Shares fall again as emerging markets rout continues
Investors nervous that shakeout in markets could lead to a full-blown financial crisis
A South Koren dealer works in front of monitors at the Exchange Bank in Seoul, South Korea. Photograph. Jeon Heon-Kyun/EPA
Emerging market equities posted their largest drop in almost seven months today to lead a global stocks sell-off.
Concerns about China’s economic slowdown and its shadow banking sector, combined with expectations that the US Federal Reserve will scale back its bond buying further, have put pressure on emerging markets dependent on external financing.
Political risks in Ukraine, Turkey and Thailand, as well as a looming financial crisis in Argentina, are compounding the problem of emerging markets in a week when the Fed is expected to cut its monthly bond purchases by another $10 billion.
The Turkish lira edged back from record lows, however, after the central bank announced an emergency policy meeting, raising market hopes that it would ignore political pressure and implement a decisive rate hike to protect its currency.
The Irish Iseq index of shares closed the day 1.6 per cent or 76.21 points down at 4,640.52. Similarly, the UK’s FTSE 100 lost 1.7 per cent, while Germany’s DAX slid 0.5 per cent and France’s CAC 40 declined 0.4 per cent.
On Wall Street, strong earnings from Caterpillar were the focus at the open, but a bounce higher was more than offset by weaker-than-expected December home sales data. “Earnings gave investors hope but the reality of all the moving parts of emerging markets and weak home sales made them rethink how good results from a handful of companies really are,” said Kim Forrest, senior equity research analyst at Fort Pitt Capital Group in Pittsburgh. She said investor concern highlighted the complexity of global markets. “This is a clockwork mechanism and when the tiniest thing goes wrong, the clock stops working; it’s not well understood, and it has all these unintended consequences.”
The Dow Jones industrial average was up 24.60 points, or 0.15 per cent, at 15,903.71. The Standard & Poor’s 500 Index was down 4.15 points, or 0.23 percent, at 1,786.14. The Nasdaq Composite Index was down 35.07 points, or 0.85 percent, at 4,093.10. MSCI’s world equity index fell 0.8 per cent following Asia’s decline of 1.5 per cent.
The FTSEurofirst 300 index of top European stocks was also down 0.8 percent. China’s shadow banking sector, a key source of financing for local corporations, was under the spotlight.
A Chinese trust firm said it had reached an agreement to resolve a troubled high-yield investment product, just days away from what could have been a precedent-setting default in China’s shadow banking system.
Emerging markets experienced a similar synchronised sell-off last May when the Fed initially suggested a wind-down to its stimulus. But this time, local factors are playing a bigger role. “The question is one of contagion and risks, and that’s what we’re living through at the moment.
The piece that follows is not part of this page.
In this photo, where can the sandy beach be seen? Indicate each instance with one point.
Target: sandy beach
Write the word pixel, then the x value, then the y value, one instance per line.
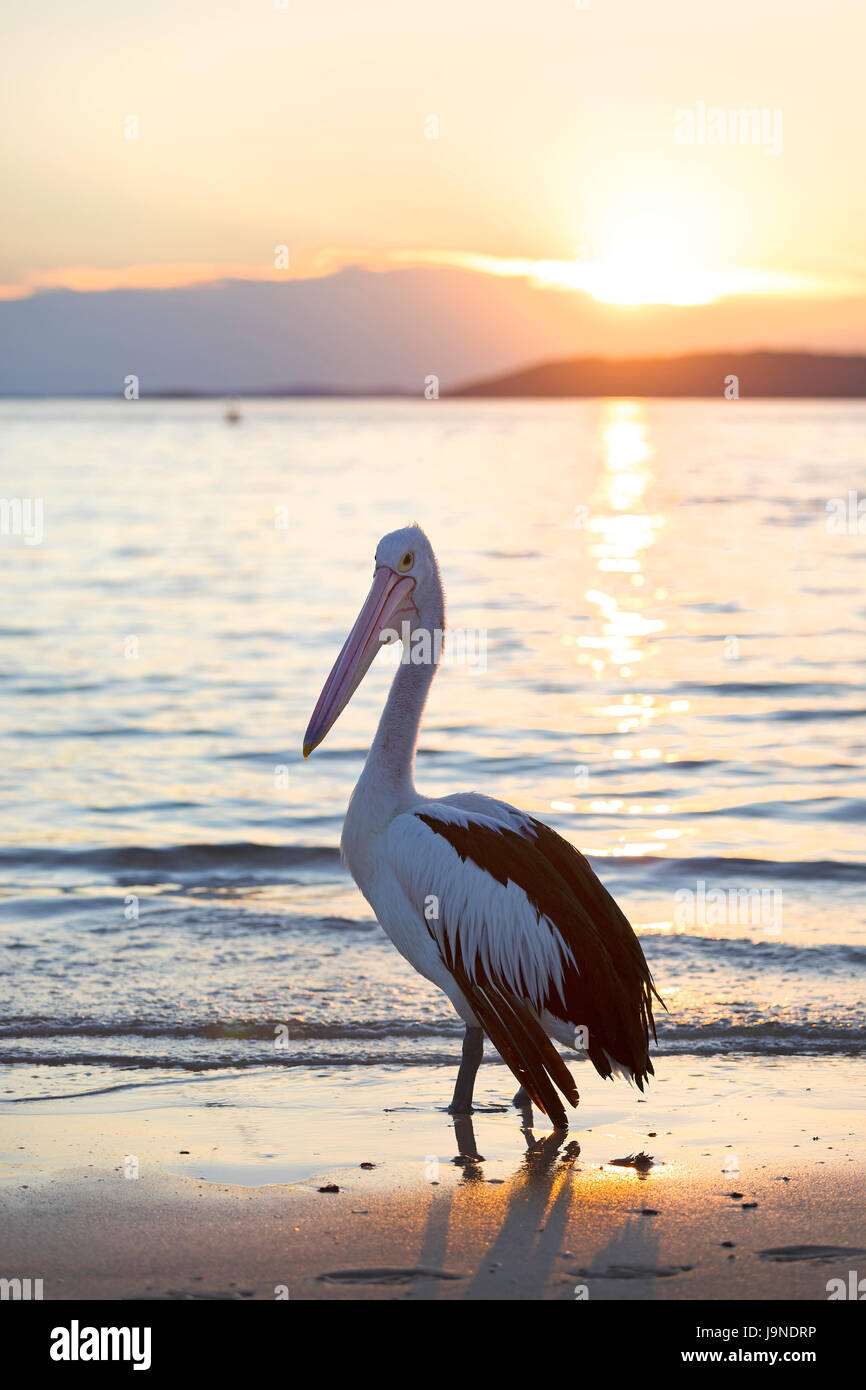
pixel 228 1201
You can see the source of the problem is not somewhere else but directly in emerging markets. That’s really worrying the market,” said David Bloom, head of currency strategy at HSBC.
The Turkish lira, which has been leading the rout in emerging currencies amid a corruption scandal that has rocked prime minister Tayyip Erdogan’s government, hit a record low of 2.39 to the dollar before regaining some ground after the central bank said it would hold an emergency meeting tomorrow.
The yen hit a seven-week high of 101.77 per dollar before falling 0.2 per cent to 102.49 per dollar. Following its fifth-straight week of gains, spot gold also fell, down 0.6 percent to $1,261 per ounce.
The 10-year US Treasury yield traded near a two-month low of 2.706 per cent hit Friday. Benchmark 10-year US Treasury notes were unchanged in price to yield 2.735 per cent.